An updated photo of my project i have been working on for a few months:  I now have the correct rims, guard, porkchop hub and shorty lever (repop) on the bike.  

The fenders and bomb are next and those are in the mail.  I also have the deluxe rear reflector.  Many thanks to all the cabers who have supplied parts.

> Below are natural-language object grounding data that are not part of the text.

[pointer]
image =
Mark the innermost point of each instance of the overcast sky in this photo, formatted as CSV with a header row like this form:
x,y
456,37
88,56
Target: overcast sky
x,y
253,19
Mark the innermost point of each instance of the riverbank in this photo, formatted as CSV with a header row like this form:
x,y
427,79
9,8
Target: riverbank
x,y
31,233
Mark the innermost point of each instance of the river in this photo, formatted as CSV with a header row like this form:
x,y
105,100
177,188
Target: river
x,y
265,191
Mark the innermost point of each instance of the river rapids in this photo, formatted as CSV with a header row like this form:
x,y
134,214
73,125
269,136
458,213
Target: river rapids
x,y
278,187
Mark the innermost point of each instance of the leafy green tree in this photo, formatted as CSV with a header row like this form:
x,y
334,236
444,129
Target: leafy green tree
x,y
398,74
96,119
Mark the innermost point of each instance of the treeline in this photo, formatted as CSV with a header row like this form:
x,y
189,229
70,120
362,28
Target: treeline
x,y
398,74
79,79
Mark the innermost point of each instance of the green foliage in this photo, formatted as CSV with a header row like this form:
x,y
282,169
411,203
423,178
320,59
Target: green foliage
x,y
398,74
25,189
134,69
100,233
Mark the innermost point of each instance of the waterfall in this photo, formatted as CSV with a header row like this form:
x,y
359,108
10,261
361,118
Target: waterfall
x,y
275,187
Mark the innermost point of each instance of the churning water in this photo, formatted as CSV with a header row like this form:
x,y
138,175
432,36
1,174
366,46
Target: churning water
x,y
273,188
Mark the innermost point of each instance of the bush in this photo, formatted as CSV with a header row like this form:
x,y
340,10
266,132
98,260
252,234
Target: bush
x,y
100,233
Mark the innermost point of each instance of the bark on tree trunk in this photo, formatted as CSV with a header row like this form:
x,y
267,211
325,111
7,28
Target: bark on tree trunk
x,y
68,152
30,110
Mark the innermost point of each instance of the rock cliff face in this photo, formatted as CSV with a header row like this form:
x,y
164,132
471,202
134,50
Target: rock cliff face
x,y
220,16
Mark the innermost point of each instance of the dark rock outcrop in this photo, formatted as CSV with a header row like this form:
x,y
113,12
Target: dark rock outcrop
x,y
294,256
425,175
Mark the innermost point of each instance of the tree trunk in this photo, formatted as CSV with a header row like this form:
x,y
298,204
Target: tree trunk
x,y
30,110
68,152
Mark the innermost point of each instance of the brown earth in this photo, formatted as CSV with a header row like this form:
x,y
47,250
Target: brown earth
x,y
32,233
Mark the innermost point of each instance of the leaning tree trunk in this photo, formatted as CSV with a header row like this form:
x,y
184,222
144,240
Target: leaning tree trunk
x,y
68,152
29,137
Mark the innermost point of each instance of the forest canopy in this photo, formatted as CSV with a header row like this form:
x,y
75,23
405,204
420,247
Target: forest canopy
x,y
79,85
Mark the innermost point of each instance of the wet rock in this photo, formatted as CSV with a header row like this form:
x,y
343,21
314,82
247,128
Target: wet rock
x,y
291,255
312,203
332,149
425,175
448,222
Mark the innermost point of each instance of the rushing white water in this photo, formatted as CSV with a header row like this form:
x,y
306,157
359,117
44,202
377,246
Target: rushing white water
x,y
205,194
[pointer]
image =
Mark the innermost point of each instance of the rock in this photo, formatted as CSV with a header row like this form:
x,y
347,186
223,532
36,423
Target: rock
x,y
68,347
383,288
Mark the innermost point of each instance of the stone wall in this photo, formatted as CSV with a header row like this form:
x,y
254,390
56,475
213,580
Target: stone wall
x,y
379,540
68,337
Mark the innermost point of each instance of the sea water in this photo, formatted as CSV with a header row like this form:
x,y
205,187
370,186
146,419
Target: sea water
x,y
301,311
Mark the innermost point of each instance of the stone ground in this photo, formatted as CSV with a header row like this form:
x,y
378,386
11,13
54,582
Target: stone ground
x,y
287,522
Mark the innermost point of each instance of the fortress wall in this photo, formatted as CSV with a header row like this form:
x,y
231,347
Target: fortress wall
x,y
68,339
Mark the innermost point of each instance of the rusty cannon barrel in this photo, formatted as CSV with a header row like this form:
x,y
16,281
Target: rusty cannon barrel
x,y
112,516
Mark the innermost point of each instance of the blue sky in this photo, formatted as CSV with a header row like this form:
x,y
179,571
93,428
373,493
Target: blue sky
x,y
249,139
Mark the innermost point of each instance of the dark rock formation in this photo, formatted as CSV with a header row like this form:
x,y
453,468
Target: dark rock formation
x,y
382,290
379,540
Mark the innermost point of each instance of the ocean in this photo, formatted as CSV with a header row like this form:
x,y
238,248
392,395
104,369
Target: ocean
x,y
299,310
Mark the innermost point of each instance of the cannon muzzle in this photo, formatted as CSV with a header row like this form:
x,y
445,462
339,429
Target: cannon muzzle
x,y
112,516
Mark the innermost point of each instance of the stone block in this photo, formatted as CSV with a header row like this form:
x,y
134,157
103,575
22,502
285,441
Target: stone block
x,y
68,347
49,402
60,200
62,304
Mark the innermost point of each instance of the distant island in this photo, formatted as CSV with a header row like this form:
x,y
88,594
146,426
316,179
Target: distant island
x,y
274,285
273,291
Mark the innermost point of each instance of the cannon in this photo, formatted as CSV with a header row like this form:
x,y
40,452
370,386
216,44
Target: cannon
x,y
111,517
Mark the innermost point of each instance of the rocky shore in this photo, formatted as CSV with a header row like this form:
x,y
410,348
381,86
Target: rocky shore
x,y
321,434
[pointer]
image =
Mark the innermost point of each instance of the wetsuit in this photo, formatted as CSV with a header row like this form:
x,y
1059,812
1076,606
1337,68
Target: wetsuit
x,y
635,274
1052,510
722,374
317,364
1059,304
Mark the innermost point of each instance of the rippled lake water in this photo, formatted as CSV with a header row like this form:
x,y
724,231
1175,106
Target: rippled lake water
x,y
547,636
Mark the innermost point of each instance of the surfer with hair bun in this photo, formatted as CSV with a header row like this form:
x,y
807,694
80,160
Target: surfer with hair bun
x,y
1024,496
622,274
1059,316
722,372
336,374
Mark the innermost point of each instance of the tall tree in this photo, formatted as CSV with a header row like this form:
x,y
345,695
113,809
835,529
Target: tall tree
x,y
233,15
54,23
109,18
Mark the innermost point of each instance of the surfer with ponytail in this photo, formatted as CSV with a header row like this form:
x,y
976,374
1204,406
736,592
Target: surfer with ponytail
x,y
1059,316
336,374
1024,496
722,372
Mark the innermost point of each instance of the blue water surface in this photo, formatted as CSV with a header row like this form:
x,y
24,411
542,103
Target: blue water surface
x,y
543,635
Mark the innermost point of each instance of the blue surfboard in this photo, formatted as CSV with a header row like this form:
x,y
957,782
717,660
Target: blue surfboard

All in all an enjoyable project...


----------



## 1817cent (Jan 10, 2020)

An update.  Front primed fender and bomb installed.  Brake and speedo cable added.


----------



## Hammerhead (Jan 11, 2020)

Nice looking project. Good progress so far.
Hammerhead


----------



## 1817cent (Jan 11, 2020)

As of this morning.


----------



## mr.cycleplane (Jan 11, 2020)

Absolutely incredible! The dream bike of every prewar Schwinn nut! Nice job Jay!


----------



## Schwinn lover (Jan 18, 2020)

Very beautiful bike! Have you seen the one on e-bay asking 13,500.00 ?


----------



## BFGforme (Jan 19, 2020)

Or the one on here for$9000


----------



## Schwinn lover (Jan 19, 2020)

Yeah that was his other one "Twin Flex"


----------



## BFGforme (Jan 19, 2020)

No, it's another ranger..


----------



## mr.cycleplane (Jan 21, 2020)

This ladies and gentlemen is what is known as a diamond in the rough....just stay tuned to this on-going project!


----------



## markivpedalpusher (Jan 21, 2020)

Looking great !!


----------



## 1817cent (Jan 22, 2020)

I took it out the other day for a short ride.  Unfortunately the crossbar housing interferes with pedaling, so not the most comfortable ride.

Once the weather improves, i will finish the painting touchup work.  This bike is my first build and has been very enjoyable.  Thanks again to all the Cabers who made the parts available.


----------